Wow... that's a lot of capitals and acronyms to squeeze into a single title (well, ok... one acronym, and two initialisms, if you want to split hairs). Anyhoo... after roundly dismissing the WPF WebBrowser control in an earlier article, I now find it's (ahem) not quite so bad after all.
I needed to create a WYSIWYG HTML editor in WPF for a project I'm currently working on. There are quite a few commercial WYSIWYG editors based on the Windows Forms WebBrowser control, and also quite a few examples of free ones on CodeProject etc, but I didn't spot any out there using the WPF WebBrowser control at the time.
We didn't really want another interoperability layer between our WPF app, and the ActiveX control which forms the backbone of the WPF WebBrowser, so we wanted to avoid the Windows Forms solutions- although it is quite possible to embed one of these onto a WPF Window using a WindowsFormsHost. In the end, we decided to roll our own, though it should be pointed out that it owes a debt of gratitude to the existing windows forms implementations such as the one linked to above.

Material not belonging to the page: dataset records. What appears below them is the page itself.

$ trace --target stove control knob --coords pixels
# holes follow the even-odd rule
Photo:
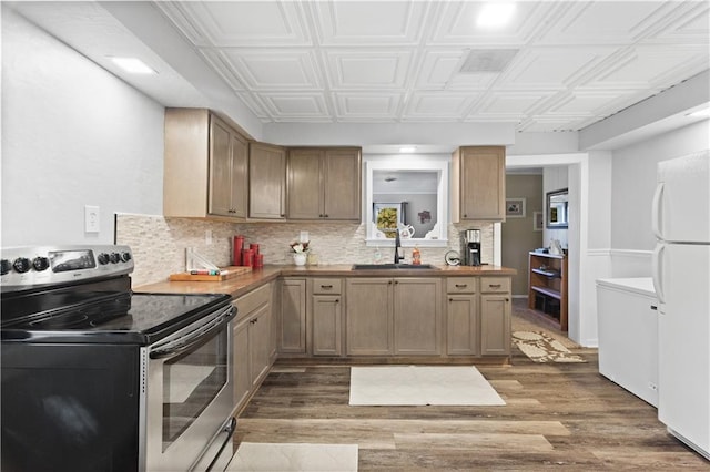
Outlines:
[[[32,259],[32,267],[40,273],[47,270],[49,268],[49,259],[47,257],[36,257]]]
[[[18,273],[24,274],[26,271],[30,270],[30,267],[32,267],[32,264],[30,263],[30,259],[28,259],[27,257],[18,257],[12,263],[12,267]]]

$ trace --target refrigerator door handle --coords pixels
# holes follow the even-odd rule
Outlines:
[[[651,203],[651,228],[653,229],[653,234],[658,239],[663,239],[663,235],[661,232],[662,198],[663,198],[663,183],[659,182],[656,184],[656,191],[653,192],[653,201]]]
[[[663,252],[666,250],[666,245],[659,243],[653,248],[653,255],[651,258],[652,265],[652,279],[653,279],[653,288],[656,289],[656,296],[658,297],[659,304],[666,302],[666,297],[663,295]]]

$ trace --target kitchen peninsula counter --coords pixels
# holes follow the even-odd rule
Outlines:
[[[434,269],[359,269],[352,264],[318,266],[265,266],[248,274],[222,281],[164,280],[133,288],[139,293],[160,294],[230,294],[240,297],[278,277],[476,277],[514,276],[516,270],[499,266],[436,266]]]

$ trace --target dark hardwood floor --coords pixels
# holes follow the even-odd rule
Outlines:
[[[349,407],[349,367],[276,363],[237,419],[250,442],[358,444],[366,470],[710,470],[657,410],[586,363],[477,366],[505,407]]]

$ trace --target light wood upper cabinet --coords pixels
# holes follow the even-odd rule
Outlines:
[[[165,110],[163,214],[246,217],[247,141],[209,110]]]
[[[453,222],[506,219],[506,150],[467,146],[453,154]]]
[[[286,150],[250,143],[248,156],[251,218],[284,219],[286,216]]]
[[[248,142],[216,116],[210,122],[211,215],[246,217]]]
[[[361,150],[294,148],[288,152],[288,219],[361,218]]]

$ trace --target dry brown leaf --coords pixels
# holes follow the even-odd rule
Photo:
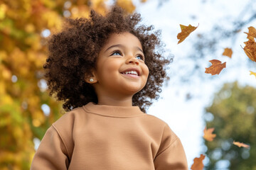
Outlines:
[[[245,147],[245,148],[250,148],[250,145],[248,144],[244,144],[244,143],[242,143],[242,142],[235,142],[235,140],[233,141],[233,144],[239,147]]]
[[[219,74],[221,70],[225,68],[226,62],[221,64],[221,62],[218,60],[212,60],[209,62],[211,62],[212,65],[208,68],[206,68],[205,73],[211,74],[212,76],[215,74]]]
[[[249,33],[245,33],[247,35],[247,38],[248,40],[251,40],[252,41],[255,41],[254,38],[256,38],[256,29],[255,28],[250,26],[248,27]]]
[[[213,141],[213,139],[216,137],[216,134],[213,134],[213,128],[206,129],[206,127],[203,130],[203,138],[209,142]]]
[[[193,161],[194,163],[191,166],[191,170],[203,170],[203,160],[205,159],[206,156],[201,154],[199,158],[196,157]]]
[[[252,71],[250,71],[250,75],[255,75],[256,76],[256,72],[252,72]]]
[[[225,48],[223,55],[228,56],[228,57],[232,57],[233,51],[231,48]]]
[[[188,25],[188,26],[185,26],[183,25],[180,24],[181,32],[179,33],[177,35],[177,38],[178,40],[179,40],[178,44],[183,42],[189,35],[191,33],[194,31],[198,27],[198,26],[197,27],[194,27],[190,24]]]
[[[249,33],[245,33],[247,35],[248,40],[245,42],[245,47],[243,48],[246,55],[253,62],[256,62],[256,29],[254,27],[248,28]]]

The main issue to overcome when developing the control is the necessity of working with the Microsoft HTML Object Library COM component (MSHTML for short). If you want to execute any functionality against the document exposed by the WebBrowser control, you will have to start getting familiar with this component (for anyone who has not used it before- in Visual Studio, click add reference, navigate to the COM tab, scroll down till you see Microsoft HTML Object Library. Once added, you need to import the mshtml namespace in your class).
The document exposed by the WebBrowser control is initially null, until you browse to a valid URI, or load some content into the control using the NaviagteToString or NavigateToStream methods. Once loaded, the document is of type HTMLDocumentClass, which you will find in the mshtml namespace- once you have casted the document to this type, you can access its properties and methods.
It turns out there is a wealth of useful functionality available here which isn't exposed via the WebBrowser control itself- functionality for formatting html in the WebBrowser, and (crucially) for accessing the designMode property of the document, which effectively changes it from a read-only view of the HTML to an editable one which accepts user input (which is 90% of the work done already, in a single line of code!). Of course, the Windows Forms WebBrowser control exposed this property itself, and I'm sure that the WPF one will also do so in its next release, but for the time being, the only way to get at it is via the native HTMLDocument.
I also made the decision during development of the control to avoid any explicit non-.NET dependencies. In particular, this meant that I couldn't add a direct reference to the Microsoft HTML Object Library. Why did I do this? Well, for one thing, we work in a continuous integration environment, but our continuous integration build box has an older version of the MSHTML library, so every time I checked in the code with an MSHTML reference, it was breaking the build.
I solved this by late binding to the MSHTML library, however not the way you might think...
As a c# developer, my first instinct was to rewrite the code without the MSHTML reference using reflection to perform the late binding. However, I quickly found it was turning out to be a pretty ugly coding experience, with quite a lot of nested GetMethod and InvokeMember calls. I then remembered that VB.NET is able to do late binding at the language level: if you switch Option Strict off you essentially turn VB.NET almost into a scripting language, which is exactly what I wanted here. So I created a VB.NET wrapper for the HTMLDocument which exposes the functionality I need, which works very well indeed, and now consists of code several orders of magnitude more readable than the C# equivalents (although it will be possible to achieve the same thing in c# 4.0 when it comes out, using the new dynamic features).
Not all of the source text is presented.